Goldenhar-Syndrom
nach Maurice Goldenhar (1924-2001), Ophthalmologe
Synonyme: Goldenhar-Symptomenkomplex, okulo-aurikulo-vertebrale Dysplasie, komplexe hemifaziale Mikrosomie, Goldenhar-Gorlin-Syndrom, Okulo-aurikuläres Syndrom
Englisch: Goldenhars syndrome, oculo-auriculo-vertebral dysplasia, (complex) hemifacial dysplasia, First and Second Branchial Arch syndrome, facio-auricular vertebral spectrum
Definition
Das Goldenhar-Syndrom ist ein angeborenes Fehlbildungssyndrom, das zu Missbildungen im Gesicht führt, die zumeist einseitig auftreten.
Ätiologie und Pathogenese
Die genaue Entstehung des Goldenhar-Syndroms ist nicht vollständig geklärt. Es handelt sich wahrscheinlich um eine intrauterine Unterbrechung der Blutversorgung. Aufgrund dieses vaskulären Vorfalls kommt es zur Thrombus-Bildung in den Geweben, die sich später zu Ohren und Kiefer entwickeln. Es entstehen hierdurch Entwicklungsstörungen im Bereich des ersten und zweiten Kiemenbogens und der ersten Schlundtasche. Die Schwere der Symptome ist abhängig vom Zeitpunkt und dem Ausmaß der Schädigung.

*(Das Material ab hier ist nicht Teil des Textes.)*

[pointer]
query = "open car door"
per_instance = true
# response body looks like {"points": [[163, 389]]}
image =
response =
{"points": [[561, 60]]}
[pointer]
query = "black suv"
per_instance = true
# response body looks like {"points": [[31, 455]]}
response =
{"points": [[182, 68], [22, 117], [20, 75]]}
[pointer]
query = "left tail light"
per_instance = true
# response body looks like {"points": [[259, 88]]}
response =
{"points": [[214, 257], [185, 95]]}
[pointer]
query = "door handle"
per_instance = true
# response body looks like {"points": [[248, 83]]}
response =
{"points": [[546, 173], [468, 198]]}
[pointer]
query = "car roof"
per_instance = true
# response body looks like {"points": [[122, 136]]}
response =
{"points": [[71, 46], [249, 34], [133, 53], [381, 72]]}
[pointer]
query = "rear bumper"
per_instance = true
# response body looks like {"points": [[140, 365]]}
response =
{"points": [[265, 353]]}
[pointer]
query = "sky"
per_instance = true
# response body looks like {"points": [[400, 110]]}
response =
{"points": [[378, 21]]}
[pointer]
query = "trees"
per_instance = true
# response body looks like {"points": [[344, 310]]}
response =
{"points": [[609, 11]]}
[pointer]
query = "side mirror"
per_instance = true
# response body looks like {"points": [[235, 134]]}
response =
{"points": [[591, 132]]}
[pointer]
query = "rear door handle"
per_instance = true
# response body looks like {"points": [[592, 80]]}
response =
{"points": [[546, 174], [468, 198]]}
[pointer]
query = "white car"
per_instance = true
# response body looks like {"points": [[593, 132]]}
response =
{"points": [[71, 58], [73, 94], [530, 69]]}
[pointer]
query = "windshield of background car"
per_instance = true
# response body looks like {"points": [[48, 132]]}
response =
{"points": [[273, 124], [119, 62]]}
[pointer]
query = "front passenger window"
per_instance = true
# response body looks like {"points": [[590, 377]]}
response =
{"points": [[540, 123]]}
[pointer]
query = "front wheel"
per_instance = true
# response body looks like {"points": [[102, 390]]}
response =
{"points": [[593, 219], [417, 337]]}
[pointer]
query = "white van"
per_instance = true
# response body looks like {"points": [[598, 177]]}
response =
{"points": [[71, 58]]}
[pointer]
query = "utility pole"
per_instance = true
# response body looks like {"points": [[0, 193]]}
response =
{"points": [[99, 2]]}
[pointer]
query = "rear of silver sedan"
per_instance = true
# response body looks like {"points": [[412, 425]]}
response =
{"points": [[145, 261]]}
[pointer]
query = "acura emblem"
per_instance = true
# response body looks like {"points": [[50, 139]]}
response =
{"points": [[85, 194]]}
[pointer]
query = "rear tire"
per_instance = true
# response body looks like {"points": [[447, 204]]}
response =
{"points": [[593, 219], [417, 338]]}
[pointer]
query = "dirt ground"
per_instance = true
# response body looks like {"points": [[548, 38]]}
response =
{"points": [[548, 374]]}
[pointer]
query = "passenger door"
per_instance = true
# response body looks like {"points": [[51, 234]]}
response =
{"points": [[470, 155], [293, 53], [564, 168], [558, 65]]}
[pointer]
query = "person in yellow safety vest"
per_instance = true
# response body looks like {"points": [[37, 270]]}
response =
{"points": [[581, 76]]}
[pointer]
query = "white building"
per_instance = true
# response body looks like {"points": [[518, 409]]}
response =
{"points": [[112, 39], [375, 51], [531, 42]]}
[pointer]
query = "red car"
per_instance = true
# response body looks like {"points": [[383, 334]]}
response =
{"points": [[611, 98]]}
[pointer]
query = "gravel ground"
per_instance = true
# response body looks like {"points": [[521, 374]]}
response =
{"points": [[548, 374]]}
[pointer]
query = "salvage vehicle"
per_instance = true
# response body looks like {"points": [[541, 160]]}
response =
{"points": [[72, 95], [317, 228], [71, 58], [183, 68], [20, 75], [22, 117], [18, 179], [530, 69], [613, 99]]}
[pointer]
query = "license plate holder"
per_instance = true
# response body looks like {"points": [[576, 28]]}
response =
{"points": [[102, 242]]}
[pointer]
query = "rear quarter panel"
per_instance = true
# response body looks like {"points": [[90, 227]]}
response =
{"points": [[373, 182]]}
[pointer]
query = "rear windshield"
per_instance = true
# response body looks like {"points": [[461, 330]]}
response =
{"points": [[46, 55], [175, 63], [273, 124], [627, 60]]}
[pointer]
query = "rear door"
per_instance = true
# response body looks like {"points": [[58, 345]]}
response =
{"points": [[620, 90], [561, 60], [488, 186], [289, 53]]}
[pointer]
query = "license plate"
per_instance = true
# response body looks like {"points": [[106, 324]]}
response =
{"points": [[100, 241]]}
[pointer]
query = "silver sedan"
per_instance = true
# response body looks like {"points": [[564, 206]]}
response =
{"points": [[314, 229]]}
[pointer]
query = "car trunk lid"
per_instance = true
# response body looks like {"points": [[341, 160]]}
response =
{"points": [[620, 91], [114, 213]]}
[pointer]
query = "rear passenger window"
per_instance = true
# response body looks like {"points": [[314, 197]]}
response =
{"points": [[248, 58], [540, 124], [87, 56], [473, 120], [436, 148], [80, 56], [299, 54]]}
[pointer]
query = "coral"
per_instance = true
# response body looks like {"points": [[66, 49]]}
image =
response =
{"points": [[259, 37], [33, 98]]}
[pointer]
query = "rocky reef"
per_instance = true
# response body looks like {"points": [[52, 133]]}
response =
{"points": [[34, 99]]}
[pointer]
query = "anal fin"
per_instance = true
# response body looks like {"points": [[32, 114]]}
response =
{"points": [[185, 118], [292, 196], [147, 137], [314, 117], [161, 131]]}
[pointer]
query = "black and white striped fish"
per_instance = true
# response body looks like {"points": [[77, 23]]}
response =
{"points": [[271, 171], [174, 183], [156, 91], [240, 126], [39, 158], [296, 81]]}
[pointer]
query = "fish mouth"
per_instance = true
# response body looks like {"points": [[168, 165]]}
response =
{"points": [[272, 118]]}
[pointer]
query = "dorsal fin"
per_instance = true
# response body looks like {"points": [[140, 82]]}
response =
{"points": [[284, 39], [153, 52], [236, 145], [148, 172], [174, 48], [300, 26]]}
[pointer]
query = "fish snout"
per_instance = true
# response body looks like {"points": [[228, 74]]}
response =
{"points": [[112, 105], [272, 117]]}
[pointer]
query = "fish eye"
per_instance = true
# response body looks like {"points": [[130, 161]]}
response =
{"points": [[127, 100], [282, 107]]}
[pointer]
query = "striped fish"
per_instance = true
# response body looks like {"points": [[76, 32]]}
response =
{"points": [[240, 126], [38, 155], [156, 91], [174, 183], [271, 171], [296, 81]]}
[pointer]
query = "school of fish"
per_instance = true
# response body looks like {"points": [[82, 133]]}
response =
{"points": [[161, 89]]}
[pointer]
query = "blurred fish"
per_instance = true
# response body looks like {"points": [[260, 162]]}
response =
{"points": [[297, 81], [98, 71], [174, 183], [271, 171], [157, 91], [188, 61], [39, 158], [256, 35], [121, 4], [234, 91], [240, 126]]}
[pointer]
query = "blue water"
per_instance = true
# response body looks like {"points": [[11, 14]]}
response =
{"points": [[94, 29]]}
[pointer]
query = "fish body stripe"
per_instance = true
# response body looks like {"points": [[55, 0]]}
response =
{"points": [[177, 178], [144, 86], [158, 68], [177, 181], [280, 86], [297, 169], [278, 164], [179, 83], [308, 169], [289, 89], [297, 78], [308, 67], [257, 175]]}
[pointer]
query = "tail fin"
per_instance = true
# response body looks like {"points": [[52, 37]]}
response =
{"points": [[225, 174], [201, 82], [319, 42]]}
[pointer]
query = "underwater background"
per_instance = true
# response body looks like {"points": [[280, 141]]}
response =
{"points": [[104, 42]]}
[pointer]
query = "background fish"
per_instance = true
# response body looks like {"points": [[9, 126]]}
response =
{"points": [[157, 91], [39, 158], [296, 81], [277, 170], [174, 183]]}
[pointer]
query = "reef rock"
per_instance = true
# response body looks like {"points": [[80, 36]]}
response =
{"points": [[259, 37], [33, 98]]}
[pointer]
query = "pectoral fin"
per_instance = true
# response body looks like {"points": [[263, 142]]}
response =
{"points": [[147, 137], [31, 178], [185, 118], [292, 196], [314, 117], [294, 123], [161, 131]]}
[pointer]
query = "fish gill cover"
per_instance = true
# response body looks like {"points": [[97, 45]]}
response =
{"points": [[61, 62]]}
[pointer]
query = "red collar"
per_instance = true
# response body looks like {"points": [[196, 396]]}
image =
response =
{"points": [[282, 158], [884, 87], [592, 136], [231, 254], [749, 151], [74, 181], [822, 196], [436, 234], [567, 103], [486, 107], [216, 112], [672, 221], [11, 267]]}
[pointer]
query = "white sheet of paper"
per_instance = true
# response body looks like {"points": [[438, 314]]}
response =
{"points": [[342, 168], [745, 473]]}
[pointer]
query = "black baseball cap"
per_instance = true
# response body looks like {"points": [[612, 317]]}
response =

Das Goldenhar-Syndrom ist nicht genetisch bedingt, somit treten die meisten Fälle sporadisch auf. Das Risiko eines Patienten mit Goldenhar-Syndrom, dieses an seine Nachkommen weiterzuvererben, ist sehr gering. Verschiedene Umweltfaktoren werden als Ursache diskutiert.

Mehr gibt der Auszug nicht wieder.